By Claire West
Plans by the Public and Commercial Services union to legally challenge the government's cuts to civil service redundancy pay received a boost on Friday when the union's members voted overwhelmingly to reject the changes.
Of more than 80,000 people who voted in a consultative ballot, 90% agreed with the union's recommendation that the new civil service compensation scheme, which governs redundancy terms, should be rejected.
The union had previously informed the Treasury Solicitor of its intention to take a judicial review of the government's decision to lay a new scheme in parliament, and it will launch proceedings next week. It has also called on the government to reopen negotiations to agree a new scheme that protects members' rights.

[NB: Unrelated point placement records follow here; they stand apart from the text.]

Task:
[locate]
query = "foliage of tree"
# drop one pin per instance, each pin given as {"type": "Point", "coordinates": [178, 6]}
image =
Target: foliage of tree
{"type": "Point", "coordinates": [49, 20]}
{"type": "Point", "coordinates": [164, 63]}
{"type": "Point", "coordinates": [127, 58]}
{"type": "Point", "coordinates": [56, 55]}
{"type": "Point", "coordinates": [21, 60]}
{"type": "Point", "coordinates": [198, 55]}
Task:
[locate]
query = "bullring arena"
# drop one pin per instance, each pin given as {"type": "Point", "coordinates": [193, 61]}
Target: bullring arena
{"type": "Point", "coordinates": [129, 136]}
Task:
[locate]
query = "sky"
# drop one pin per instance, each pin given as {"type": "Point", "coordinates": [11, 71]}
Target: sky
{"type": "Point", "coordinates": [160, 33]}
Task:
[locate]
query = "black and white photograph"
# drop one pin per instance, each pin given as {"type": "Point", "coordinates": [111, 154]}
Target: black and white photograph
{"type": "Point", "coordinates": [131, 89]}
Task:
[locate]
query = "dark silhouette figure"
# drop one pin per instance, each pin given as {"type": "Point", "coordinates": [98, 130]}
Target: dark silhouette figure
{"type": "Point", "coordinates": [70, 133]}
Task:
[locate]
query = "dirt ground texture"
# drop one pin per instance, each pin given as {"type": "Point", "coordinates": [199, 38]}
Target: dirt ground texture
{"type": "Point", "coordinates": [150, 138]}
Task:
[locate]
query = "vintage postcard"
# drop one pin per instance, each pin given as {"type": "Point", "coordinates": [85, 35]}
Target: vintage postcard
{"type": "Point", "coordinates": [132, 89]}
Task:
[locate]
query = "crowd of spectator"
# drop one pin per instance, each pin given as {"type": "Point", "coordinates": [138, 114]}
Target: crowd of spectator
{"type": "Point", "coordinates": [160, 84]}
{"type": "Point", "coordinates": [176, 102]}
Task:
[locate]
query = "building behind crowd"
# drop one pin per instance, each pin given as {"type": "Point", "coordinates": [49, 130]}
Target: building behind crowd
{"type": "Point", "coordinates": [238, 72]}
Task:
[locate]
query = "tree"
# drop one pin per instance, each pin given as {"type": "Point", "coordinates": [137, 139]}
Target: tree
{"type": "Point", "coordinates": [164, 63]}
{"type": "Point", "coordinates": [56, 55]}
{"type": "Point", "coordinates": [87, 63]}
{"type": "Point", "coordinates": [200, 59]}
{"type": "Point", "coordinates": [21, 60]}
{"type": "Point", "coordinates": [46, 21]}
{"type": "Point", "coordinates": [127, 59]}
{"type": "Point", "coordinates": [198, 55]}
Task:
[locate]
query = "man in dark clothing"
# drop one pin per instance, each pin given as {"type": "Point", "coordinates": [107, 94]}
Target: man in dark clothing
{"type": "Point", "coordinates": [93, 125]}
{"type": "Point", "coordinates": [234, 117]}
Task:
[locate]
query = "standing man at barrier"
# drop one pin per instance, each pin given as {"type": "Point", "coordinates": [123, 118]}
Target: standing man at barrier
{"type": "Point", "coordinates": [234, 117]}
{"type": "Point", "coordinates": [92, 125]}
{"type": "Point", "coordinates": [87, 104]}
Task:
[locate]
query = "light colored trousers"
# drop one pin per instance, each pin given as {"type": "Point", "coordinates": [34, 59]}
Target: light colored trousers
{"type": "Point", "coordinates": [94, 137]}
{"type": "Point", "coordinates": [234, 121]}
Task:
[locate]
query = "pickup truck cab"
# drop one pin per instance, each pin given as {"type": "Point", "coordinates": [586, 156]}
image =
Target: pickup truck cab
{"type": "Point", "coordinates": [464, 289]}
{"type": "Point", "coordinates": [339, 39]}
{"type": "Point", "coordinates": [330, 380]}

PCS successfully overturned the previous government's imposed cuts to the compensation scheme after proving in the High Court that it was unlawful to reduce rights that had accrued through length of service without the union's agreement.
The new scheme removes the need for ministers to agree this or any future cut with its staff, meaning it can impose reductions at will. This, the union says, is a gross abuse of the government's unique power as both employer and legislator.
The union's case is that the cuts breach the European Convention on Human Rights. In November parliament's human rights joint committee reported that the government had failed to make the necessary case for overriding civil servants' rights.]
In the same ballot, members also backed by 96% the union's national campaign against cuts to jobs, pay, pensions and public services. PCS is working with other unions and community groups to co-ordinate campaigns, including possible industrial action and preparing for the TUC demonstration in London on 26 March.
PCS general secretary Mark Serwotka said: "Our members have sent a crystal clear message that they will not tolerate their contracts being ripped up simply to allow the government to slash jobs and public services.
"There is an alternative to the spending cuts which would see us invest in our future and target those wealthy individuals and organisations who go to great lengths to avoid paying tens of billions of pounds in taxes and starve our economy of vital revenue."